Por Luis Ramón López
SANTIAGO.- Personas inescrupulosas se están dando a la tarea de destruir nuestras reservas boscosas en campos, sierras y ahora en la falda de la loma de Diego de Ocampo, en la cordillera septentrional, en Santiago, lo que constituye una verdadera amenaza a la biodiversidad.
El probrema es aún mayor, porque esta degradación de nuestros suelos, de nuestros recursos naturales, para dar paso al modernismo urbano, con la construcción de viviendas, villas y hoteles, sin importar el daño ecológico a la madre naturaleza que alberga en esa zona un ecosistema único, se desarrolla a la vista de las autoridades de Medioambiente.
Ningún organismo ni entidad defensora de los recursos naturales, se han pronunciado en Santiago al parecer, antes esta estocada mortal a la loma del Pico Diego de Ocampo, en la ciudad corazón, que se ve de todo Santiago, la destrucción abusiva y despiadada contra ese monumento natural, que dá belleza y encantos a toda la región.
Parece ser, que a nadie le interesa ciudar esos recursos natuales que allí habitan. Se comenzó desforestando para dar pasos a la quema de carbón, en varios lugares que se podían ver desde las alturas en los aviones en bajadas hacia su aterrizaje en el aeropuerto Cibao, la humereda de los hornos.

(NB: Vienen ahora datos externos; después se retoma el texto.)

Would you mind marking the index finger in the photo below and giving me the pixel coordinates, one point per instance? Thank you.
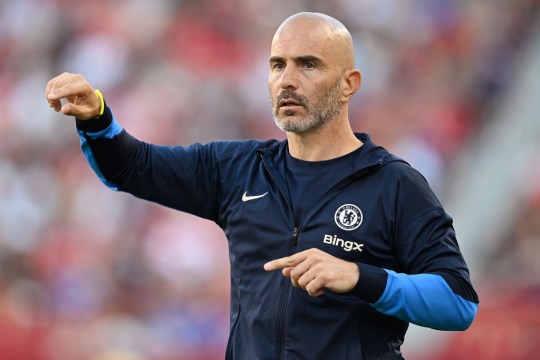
(284, 262)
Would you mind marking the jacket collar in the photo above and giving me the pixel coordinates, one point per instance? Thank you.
(371, 157)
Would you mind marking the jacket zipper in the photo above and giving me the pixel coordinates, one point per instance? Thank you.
(286, 285)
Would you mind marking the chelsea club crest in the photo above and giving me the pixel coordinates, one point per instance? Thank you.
(348, 217)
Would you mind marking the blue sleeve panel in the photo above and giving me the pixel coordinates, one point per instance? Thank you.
(425, 300)
(109, 132)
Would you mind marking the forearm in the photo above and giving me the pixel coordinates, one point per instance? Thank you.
(107, 147)
(423, 299)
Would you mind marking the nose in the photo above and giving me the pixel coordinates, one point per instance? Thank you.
(289, 78)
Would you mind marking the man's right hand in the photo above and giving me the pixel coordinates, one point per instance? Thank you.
(82, 100)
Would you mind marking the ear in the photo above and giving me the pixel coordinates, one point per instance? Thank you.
(352, 80)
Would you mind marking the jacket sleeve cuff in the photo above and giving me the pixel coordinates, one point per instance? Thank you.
(371, 284)
(96, 124)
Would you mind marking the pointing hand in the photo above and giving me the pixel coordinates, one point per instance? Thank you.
(82, 100)
(314, 270)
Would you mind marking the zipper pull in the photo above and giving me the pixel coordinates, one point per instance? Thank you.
(295, 236)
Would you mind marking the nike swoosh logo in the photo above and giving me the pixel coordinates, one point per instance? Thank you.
(245, 197)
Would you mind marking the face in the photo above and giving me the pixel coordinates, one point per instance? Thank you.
(304, 82)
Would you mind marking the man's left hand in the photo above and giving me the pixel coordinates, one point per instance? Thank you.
(314, 270)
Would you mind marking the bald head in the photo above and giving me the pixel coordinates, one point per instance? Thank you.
(321, 31)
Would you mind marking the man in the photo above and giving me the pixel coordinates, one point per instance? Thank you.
(363, 245)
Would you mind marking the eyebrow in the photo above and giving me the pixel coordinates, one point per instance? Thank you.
(301, 59)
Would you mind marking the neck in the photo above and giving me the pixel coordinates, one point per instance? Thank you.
(333, 140)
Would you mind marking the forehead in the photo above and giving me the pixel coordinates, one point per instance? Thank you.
(301, 40)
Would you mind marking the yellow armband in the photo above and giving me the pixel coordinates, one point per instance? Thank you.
(101, 102)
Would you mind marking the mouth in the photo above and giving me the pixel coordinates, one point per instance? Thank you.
(288, 103)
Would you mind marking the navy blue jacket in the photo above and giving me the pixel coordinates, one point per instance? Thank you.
(382, 215)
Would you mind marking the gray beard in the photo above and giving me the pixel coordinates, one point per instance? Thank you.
(321, 113)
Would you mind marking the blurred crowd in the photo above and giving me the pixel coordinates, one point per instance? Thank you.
(89, 274)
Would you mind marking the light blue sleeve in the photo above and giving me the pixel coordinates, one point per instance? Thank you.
(425, 300)
(108, 133)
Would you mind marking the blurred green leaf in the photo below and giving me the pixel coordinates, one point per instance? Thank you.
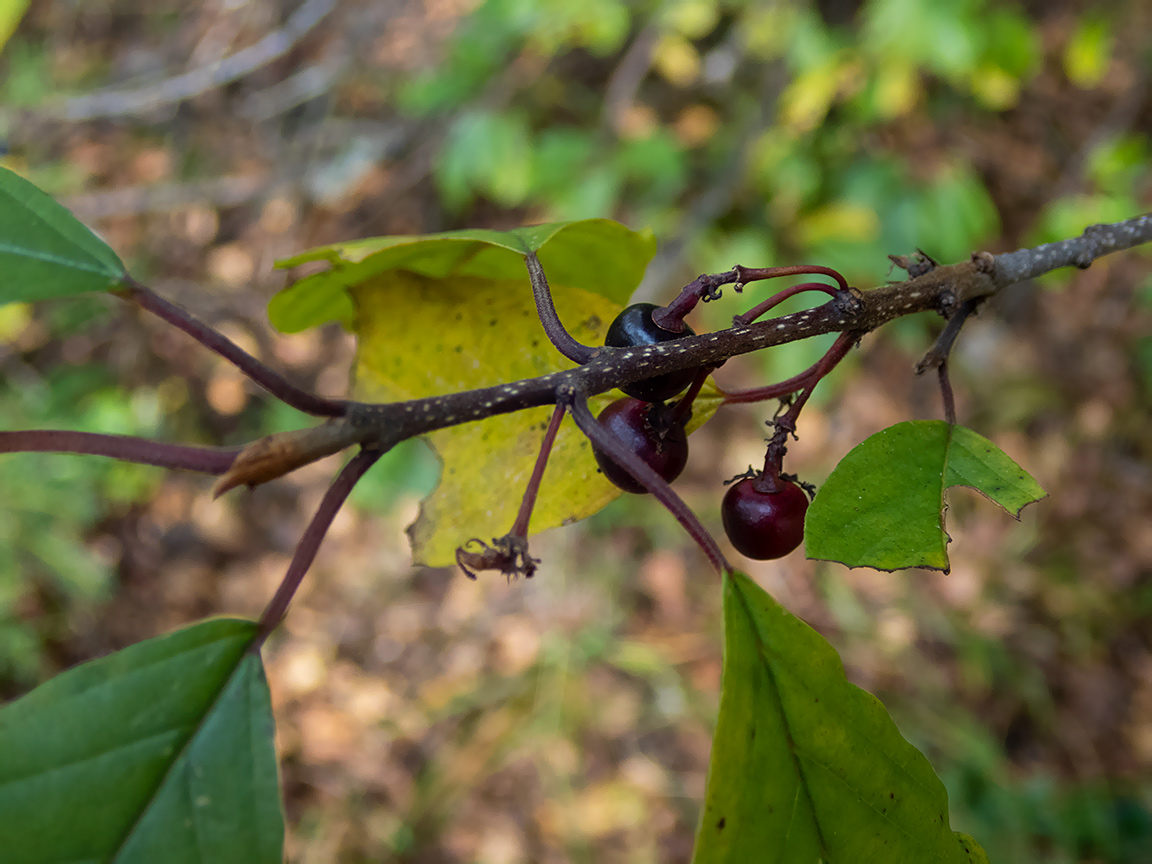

De seguir produciéndose el desmonte que se observa en la falda de la loma del Pico Diego de Ocampo en Santiago, en breve tiempo tendremos el cerro habitacional Diego de Ocampo, donde se levantarán lujosos apartamentos y viviendas, en anuncios en todo Santiago, como una de las mejores maravillas para vivir tranquilos en Santiago.
Con el calentamiento que se viene sintiendo en toda la geografia nacional, el lentamiento en esa zona de Santiago de complejos habitacionales, ocasionará más calor y menos lluvias para los santiagueros y la misma región.